Symptoms of the ring on the finger
A stuck ring becomes a problem if it hurts or pinches the finger. When a finger is pinched by a ring, it changes color. The finger becomes redder or whiter than the other fingers and sometimes also numb.
How is a ring stuck on a finger?
The construction of the finger is such that it is easier to put on a ring than to take off a ring. It often happens that a ring gets stuck when trying on.
A ring can also become stuck due to swelling of the finger due to an injury (bruise, fracture, or external wound), fluid retention, inflammation, an allergic reaction, a reaction to an insect bite, warts, or swelling of the finger joints.
Sometimes a ring that has been worn for years can be seen to become stuck over time as the fingers have gradually thickened.
See also, Gum disease and oral hygiene
Is it serious and what can you expect?
In principle, a stuck ring that does not cause any symptoms can remain in place, but if the stuck ring causes pain and / or swelling on the finger, it is necessary to have the ring removed. Otherwise there is a risk that the finger’s blood supply will fall short due to pinching.
Also in case of injuries to the finger it is usually wise to remove the ring or have it removed.
When to go to the doctor?
If you are totally unable to get rid of a stuck ring from your finger, while you think it is necessary, the doctor can help. Especially with a stuck ring with pain complaints and swelling of the finger, it is wise to visit your doctor. After you have unsuccessfully followed the tricks from ‘What can you do about it yourself?’ ended up removing the ring with ring saw pliers.
See also, Itching can have many causes
What can you do about it yourself?
In principle, if the finger is not painful or swollen, you do not need to do anything. If it is necessary to remove the ring, the easiest way is to lubricate the ring and finger with soap or petroleum jelly. This reduces the friction with the skin and the ring can usually be removed.
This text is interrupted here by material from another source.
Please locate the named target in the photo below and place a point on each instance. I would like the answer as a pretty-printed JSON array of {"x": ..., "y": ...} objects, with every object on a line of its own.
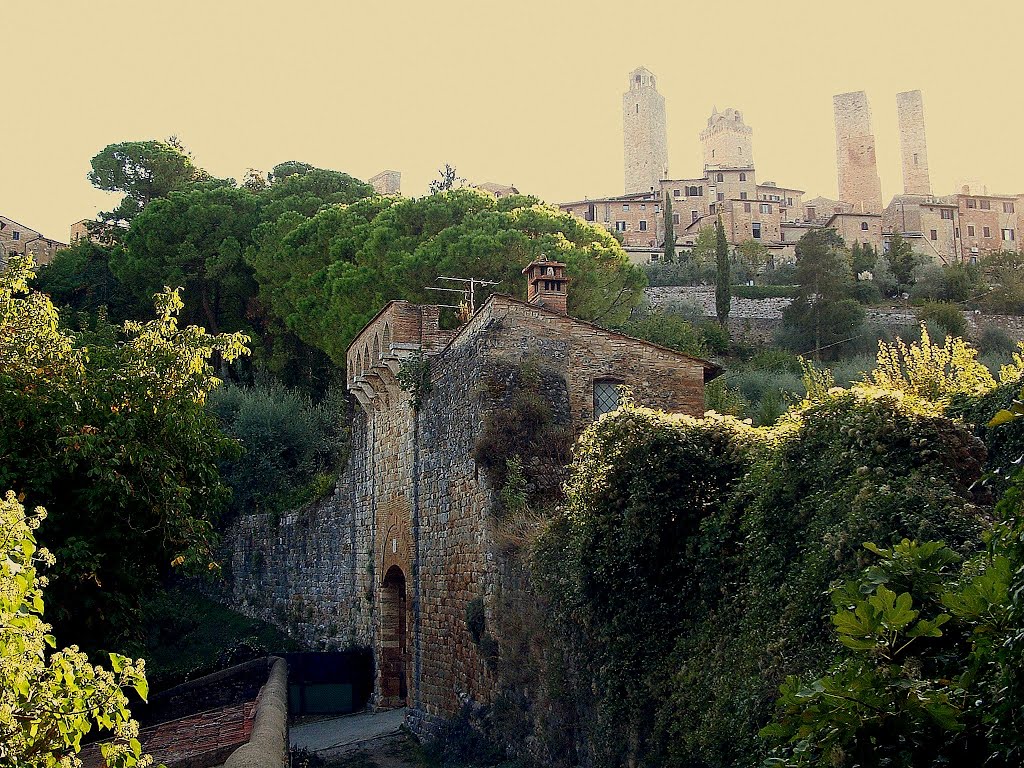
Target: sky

Another method is the following. Coat the finger with soap. Place a piece of gauze, a strip of cotton or something similar under the ring and then pull the string around the finger in the direction of the fingertip with a circular motion. This works even better with a piece of dental floss. This is very thin yet strong.
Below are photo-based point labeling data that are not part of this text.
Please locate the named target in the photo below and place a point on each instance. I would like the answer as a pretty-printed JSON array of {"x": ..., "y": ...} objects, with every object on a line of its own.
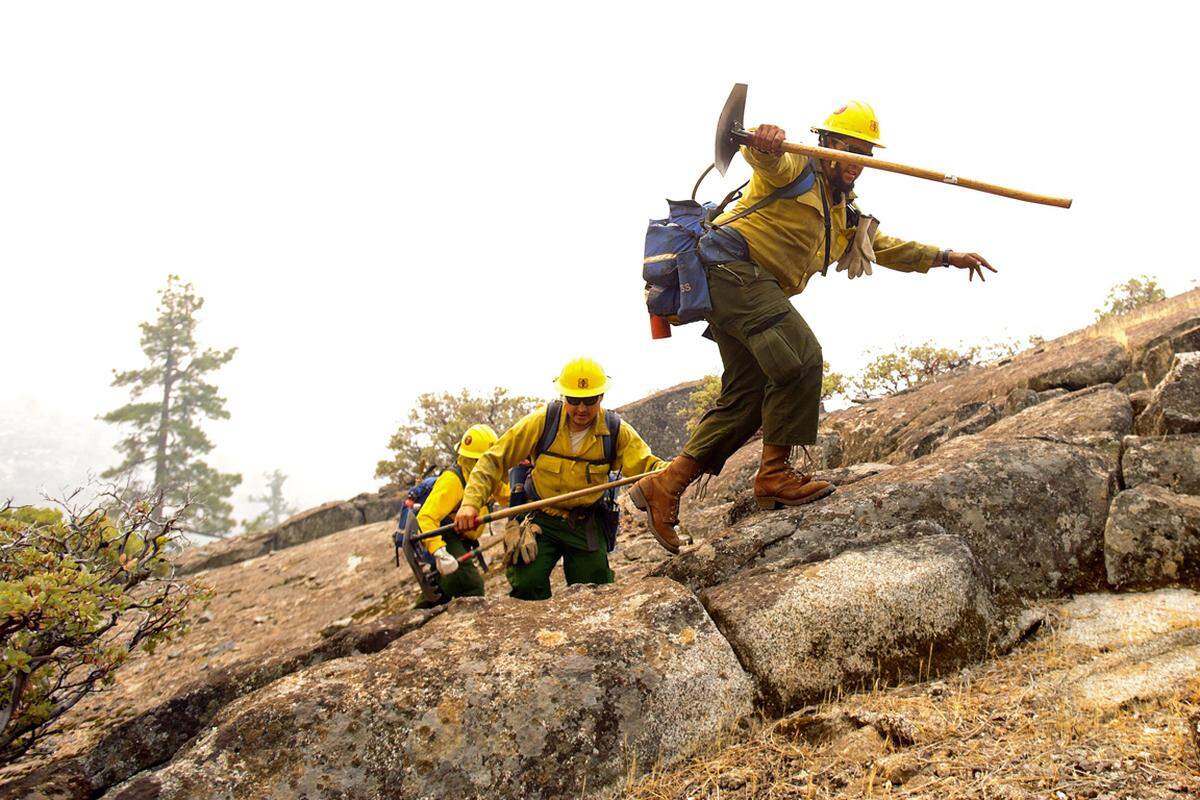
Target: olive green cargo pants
[
  {"x": 772, "y": 364},
  {"x": 559, "y": 540}
]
If this does not work, roll a string, smeared with soap, from the fingertip around the finger, to just above the ring. This will reduce the swelling of the finger. Pass the end of the string (on the side of the ring) under the ring. Gently pull on this end, the string will then gradually unwind, slowly pulling the ring off the finger. You can repeat these methods several times. It may also help to keep your whole arm elevated (above your head) between attempts to reduce swelling in your finger.
You can also ask for the help of the silversmith or general practitioner, but he will usually not be able to do much else than saw through the ring.
General advice and precautions
During certain activities, such as ball sports or DIY, where you risk injuring your hands, it is wise to take off your ring.